Hi,
Just completed the guided project. Any criticism on the analysis would be appreciated. I just want to know whether I’m heading down the right path.
Hello @jesmaxavier, You’ve done an amazing job in your project.
I really like how you’ve documented your work by providing explanations to your findings.
Here are some things you can refactor
Your Function Code
# Function name: print_full(a_list)
# Input: A python list
# Output: The full list
# Description: Jupyter notebooks by default do not display all the data for large datasets. It shows a few lines and summarizes
# the rest using ellipsis. This function helps to see the full python list
def print_full(a_list):
pd.set_option('display.max_rows', len(a_list))
print(a_list)
pd.reset_option('display.max_rows')
It would be great if you could make the comments in the above function be the function docstring. You can check the Docstring Convention.
The above prints the entire series. It would be great if you print a portion of the series items, may be like the first 10 rows … You can use Series.head
Warnings from your code
C:\Users\maxen.x\AppData\Local\Continuum\anaconda3\lib\site-packages\pandas\core\generic.py:6287: SettingWithCopyWarning:
A value is trying to be set on a copy of a slice from a DataFrame
See the caveats in the documentation: http://pandas.pydata.org/pandas-docs/stable/user_guide/indexing.html#returning-a-view-versus-a-copy
self._update_inplace(new_data)
Remember to filter the warnings generated by the code.The main warning encountered in your code is SettingWithCopyWarning, Read this from DataQuest Direct:
You are using Jupyter Notebook, It can print tables. When printing your DataFrames instead of using the print() function you can use the Ipythons display function to pretty print DataFrames as tables.

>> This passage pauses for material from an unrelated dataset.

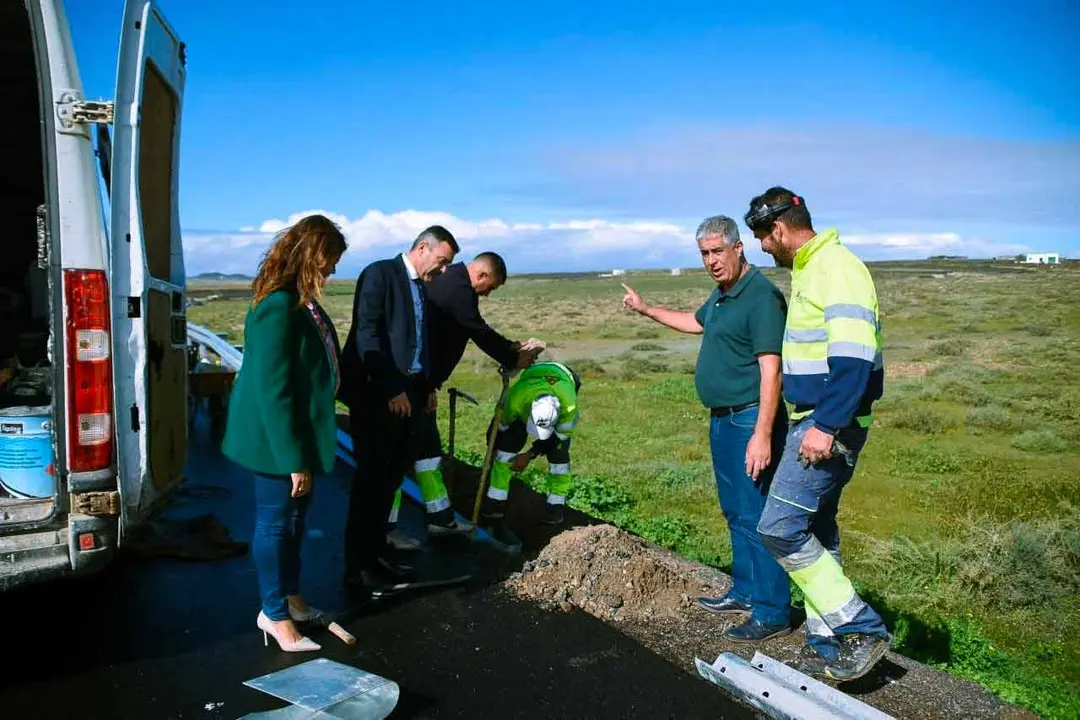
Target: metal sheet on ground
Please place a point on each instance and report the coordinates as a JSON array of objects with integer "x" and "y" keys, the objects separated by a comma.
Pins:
[{"x": 322, "y": 683}]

@info.victoromondi thank you very much for your inputs and for the time you put in to review.
I was not aware that there were standards for commenting. I shall have to look in to it.
With regards to the printing of the entire series, I thought it would be more helpful for the reader to verify if they had doubts in the analysis. Saves them the time making assumptions or running the code.
I shall look in to the article you mentioned. I had gone through the article in the project pages but I still had this creep in. More reason for me to improve
Your project looks awsome: very comprehensive structure, interesting style of writing, exhaustive markdown explanations, nice graphs and clean code. It was a great idea to compare the DETE and TAFE institutes’ employees on the same grouped bar plot.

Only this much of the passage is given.